We're a streaming application that's writes parquet files to HDFS to a partitioned ( partitioned by day and one more custom integer customer id) impala folder. We need to run refresh table in order to make Impala aware of the new files. The files are generated every minute and we run refresh table command every 2 minutes.
We're two options 1) Run "refresh table <table name>" or 2) use "refresh table partition <partition spec>" ( available in CDH 5.11 / 5.10 onwards that refresh perticular partition.
In terms of total time taken; "Refresh table <table name>" is very efficient in terms of time taken. It takes ~ 20 seconds or someting vs 5-7 seconds for each partition using "refresht able <table name > <partition spec>.
I'd like to ask community and especially Impala team; what is recommanded to use in use case like ours. Running 30 individual refresh every minute or running one ? Or is there a third option that we don't know about ?
- In general, the suggestion is to run as few 'refresh'es as possible. So I'd suggest running a 'refresh <table>' every 20 mins than running a 'refresh <partition>' every 2 mins if that meets your application SLAs.
- Each refresh triggers a spike in working memory on the Catalog (and the Impalads) due to thrift serialization (and deserialization on the Impalads) and the cost is constant irrespective of whether you run a refresh on the table or the partition since we serialize (and deserialize) the whole table object. This can be costly if the partitioned table is huge or with lots of files and blocks. (https://issues.apache.org/jira/browse/IMPALA-3127)
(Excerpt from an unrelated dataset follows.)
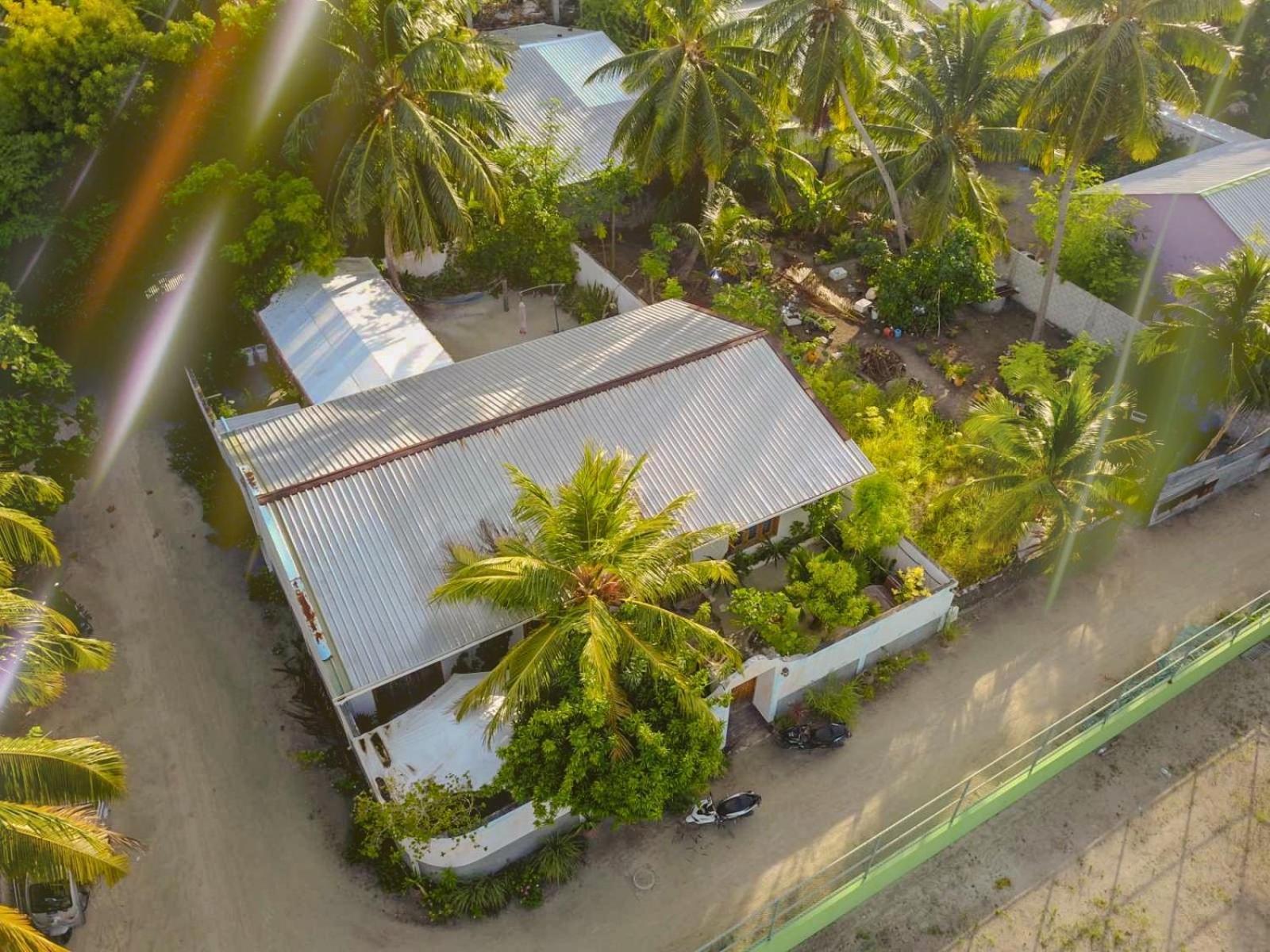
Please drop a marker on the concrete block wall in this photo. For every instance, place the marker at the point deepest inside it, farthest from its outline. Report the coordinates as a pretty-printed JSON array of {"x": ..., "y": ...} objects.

- FWIW, these load operations are much faster (~2x on secure and ~5x on insecure) starting CDH5.14 due to performance enhancements.
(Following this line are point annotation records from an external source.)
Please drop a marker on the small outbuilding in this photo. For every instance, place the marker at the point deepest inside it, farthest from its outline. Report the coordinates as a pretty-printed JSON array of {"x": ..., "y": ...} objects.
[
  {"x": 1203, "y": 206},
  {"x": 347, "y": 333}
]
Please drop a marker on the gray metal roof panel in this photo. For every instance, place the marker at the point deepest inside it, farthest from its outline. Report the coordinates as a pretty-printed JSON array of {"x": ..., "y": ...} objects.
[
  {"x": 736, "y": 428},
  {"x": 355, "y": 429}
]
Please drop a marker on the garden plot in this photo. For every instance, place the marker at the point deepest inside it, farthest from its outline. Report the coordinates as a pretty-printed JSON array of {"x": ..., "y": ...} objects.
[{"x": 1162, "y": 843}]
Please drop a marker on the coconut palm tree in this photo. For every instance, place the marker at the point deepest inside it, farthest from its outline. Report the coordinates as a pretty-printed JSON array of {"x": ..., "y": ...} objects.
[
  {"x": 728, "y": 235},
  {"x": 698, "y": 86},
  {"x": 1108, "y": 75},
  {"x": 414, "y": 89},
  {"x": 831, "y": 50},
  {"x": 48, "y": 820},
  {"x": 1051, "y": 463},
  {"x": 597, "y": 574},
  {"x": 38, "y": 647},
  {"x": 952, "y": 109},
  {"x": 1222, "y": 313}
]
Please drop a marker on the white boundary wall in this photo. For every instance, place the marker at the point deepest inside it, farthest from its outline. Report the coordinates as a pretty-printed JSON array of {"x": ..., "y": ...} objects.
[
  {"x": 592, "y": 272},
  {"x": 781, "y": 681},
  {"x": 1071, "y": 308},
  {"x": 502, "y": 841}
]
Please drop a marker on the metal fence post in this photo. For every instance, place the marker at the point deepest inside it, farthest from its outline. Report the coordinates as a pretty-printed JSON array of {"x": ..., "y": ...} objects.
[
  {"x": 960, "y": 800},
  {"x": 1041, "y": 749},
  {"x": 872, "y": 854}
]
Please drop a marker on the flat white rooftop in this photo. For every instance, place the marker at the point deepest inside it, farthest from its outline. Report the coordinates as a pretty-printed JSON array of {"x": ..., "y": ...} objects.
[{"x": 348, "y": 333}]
We've requirement fro low latency data availability. So there is a pressure to run this even more frequently not less. Would it help if we allocate more memory to catalog service or statestore service ?
In that case, you could try "refresh <partition>" and see the peak JVM memory usage on the Catalogds and the Impalads and if it is close to hitting OOM, increase the -Xmx .
Also, from our experience, using incremental stats with high refresh load can quickly trigger OOM issues. So, better not to rely on them.
Is there a way we can refresh multiple partitions in a single statement?.
What I am trying to execute is something like "refresh <table_name> partition ( col in ('val1','val2',val3'......))". So that I do not have to fire multiple refresh queries.
If it is not present, are there plans to bring this feature anytime in the near future?.